You can see an example of this technique here [1]. I don’t attempt to mind read what the end user will query for, I simply let them tell me, and then index that as a pointer. There are only a finite number of options to represent a given object. But some representations are very, very, very far from the semantic meaning of the core object.

[1] - https://x.com/yourcommonbase/status/1833262865194557505

msp26

4 hours ago

> If your knowledge base is smaller than 200,000 tokens (about 500 pages of material)

I would prefer that anthropic just release their tokeniser so we don't have to make guesses.

mark_l_watson

5 hours ago

I just took the time to read through all source code and docs. Nice ideas. I like to experiment with LLMs running on my local computer so I will probably convert this example to use the light weight Python library Rank-BM25 instead of Elastic Search, and a long context model running on Ollama. I wouldn’t have prompt caching though.

This example is well written and documented, easy to understand. Well done.

skybrian

12 hours ago

This sounds a lot like how we used to do research, by reading books and writing any interesting quotes on index cards, along with where they came from. I wonder if prompting for that would result in better chunks? It might make it easier to review if you wanted to do it manually.

visarga

7 hours ago

The fundamental problem of both keyword and embedding based retrieval is that they only access surface level features. If your document contains 5+5 and you search "where is the result 10" you won't find the answer. That is why all texts need to be "digested" with LLM before indexing, to draw out implicit information and make it explicit. It's also what Anthropic proposes we do to improve RAG.
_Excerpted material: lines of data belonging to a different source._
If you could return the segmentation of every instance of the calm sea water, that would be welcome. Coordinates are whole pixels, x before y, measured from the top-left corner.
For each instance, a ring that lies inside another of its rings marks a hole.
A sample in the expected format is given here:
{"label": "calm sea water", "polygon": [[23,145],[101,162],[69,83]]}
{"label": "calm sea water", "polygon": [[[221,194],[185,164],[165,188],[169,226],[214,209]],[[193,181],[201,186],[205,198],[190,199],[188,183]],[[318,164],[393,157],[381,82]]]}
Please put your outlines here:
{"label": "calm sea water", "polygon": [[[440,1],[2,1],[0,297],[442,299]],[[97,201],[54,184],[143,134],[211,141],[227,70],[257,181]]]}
"study your data before indexing it"

regularfry

6 hours ago

I've been wondering for a while if having ElasticSearch as just another function to call might be interesting. If the LLM can just generate queries it's an easy deployment.

vendiddy

7 hours ago

I don't know anything about AI but I've always wished I could just upload a bunch of documents/books and the AI would perform some basic keyword searches to figure out what is relevant, then auto include that in the prompt.

average_r_user

7 hours ago

It would help if you tried Notebooklm by Google. It does this, you can upload a document/PDF whatever, and ask questions. The model replies to you giving also a reference to your material

mark_l_watson

4 hours ago

+1 Google’s NotebookLM is amazing. In addition to the functionality you mention, I tried loading the PDF for my entire Practical AI Programming with Clojure book and had it generate an 8 minute podcast that was very nuanced - to be honest, it seriously blew my mind how well it works. Here is a link to the audio file it automatically generated https://markwatson.com/audio/AIClojureBook.wav

NotebookLM is currently free to use and was so good I almost immediately started paying Google $20 a month to get access to their pro version of Gemini.

I still think the Groq APIs for open weight models are the best value for the money, but the way OpenAI, Google, Anthropic, etc. are productizing LLMs is very impressive.

timwaagh

9 hours ago

I guess this does give some insights. Using a more space efficient language for your codebase will mean more functionality in the ais context window when working with Claude and code.

thelastparadise

6 hours ago

Can someone explain simply how these benchmarks work?

What exactly is a "failure rate" and how is it computed?